I've been working on a simple solar heating controller based on an Arduino open source hardware microcontroller.
The design was inspired by Tristan Lea's unit on his openenergymonitor blog, and it was a project that I had been meaning to get around to doing on return from China.
Trystan's unit used PT1000 sensors and an analogue multiplexer and op amp circuit to scale the sensor readings. I decided to use 10K NTC thermistors because they are cheap and easy to use and accurate enough for this sort of application.
It started with a nice blue LCD from Moderndevice, which comes with a LCD117 PIC based controller kit which makes displaying text as simple as serial.print statements from the Arduino.
It connects via a 3 wire interface, making it easy to have the display some distance away from the Arduino board. There are 3 spare outputs on the PIC for driving LEDS, and one can drive a piezo buzzer. The PIC allows the brightness of the display to be controlled using pwm.
It took about an hour to assemble the kit and get the display to show analogue readings from the Arduino. I also wrote a bit of code to display the time, counting in seconds and displaying leading zeros where required.
The next thing was to interface the analogue input channels to the temperature sensing thermistors.
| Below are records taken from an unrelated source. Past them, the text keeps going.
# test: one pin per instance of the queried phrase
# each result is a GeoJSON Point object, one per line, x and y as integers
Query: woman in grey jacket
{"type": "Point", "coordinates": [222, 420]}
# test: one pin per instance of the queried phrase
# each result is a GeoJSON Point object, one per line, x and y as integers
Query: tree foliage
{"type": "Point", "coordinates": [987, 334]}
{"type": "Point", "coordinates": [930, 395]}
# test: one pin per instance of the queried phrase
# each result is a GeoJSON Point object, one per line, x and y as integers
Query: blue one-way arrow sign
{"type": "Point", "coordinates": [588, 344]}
I had some pipe clip thermistors from Rapid Electronics, which will clip directly to 15 or 22mm copper pipe.
Using code on the Arduino forum to linearise the signal from the thermistors, I soon had them displaying in degrees centigrade. The linearisation uses the Hart-Steinhart equation which is simple in C, but previously had been stumping me to try to write it in assembler.
The Arduino will read up to 6 thermistors on its analogue inputs, but I chose to fit 3 and a variable resistor "pot" which allows me to define a set-point.
I'm not quite ready to fit the controller onto my solar panel system, so I thought I'd use it to monitor the various temperatures of my hot water tank. The Arduino outputs its thermistor readings to the display once per second, and also via the serial/USB interface to the laptop. They are generated as a CSV delimited file which can be read in and stored using the likes of Hyperterminal and then manipulated and graphed using Excel. The graph shows temperature of my hot water tank (red) heat up when hot water from the gas boiler (blue) is pumped through the heat exchanger coil.
I've realised for sometime that the Arduino could be much improved with the addition of a dedicated Real Time Clock and data storage using a SDcard interface. I learnt this week that NuElectronics have recently released a new shield combining RTC and SDcard. It also has 6+2 connectors allowing 1-wire or 2-wire sensor devices to be connected to it. More details here:
Similar products combining SDcard and RTC are also available from Lady Ada and Seeeduino Studios.
This new shield will transform the Arduino into a datalogging hub forming the basis of an integrated energy monitoring system - along the lines of Trystan Lea's openenergymonitor. With an ethernet gateway, the real time and logged data could be made available to the net via such services as Pachube.
Here are a few ideas how it could be used:
1. Solar Water Heating Controller - simple control with circulation pump relay
2. Central Heating / woodburner controller - determines best usage of hot water
3. Electricity Monitor - whole house electricity consumption
4. Gas consumption monitor - pulse counter on optical sensor on gas meter
5. pV / battery charge controller/datalogger
6. Gasifier controller
7. CHP controller - engine start/stop, rpm, voltage monitor etc
8. Battery management system for wind or solar pV.
9. General purpose sensing, datalogging and control tasks
10. Temperature, climate and weather monitoring and datalogging.
What is needed now are some standardised communication protocols to allow Arduino based hardware modules to communicate with one another, and the central hub and thus via the ethernet link to the web.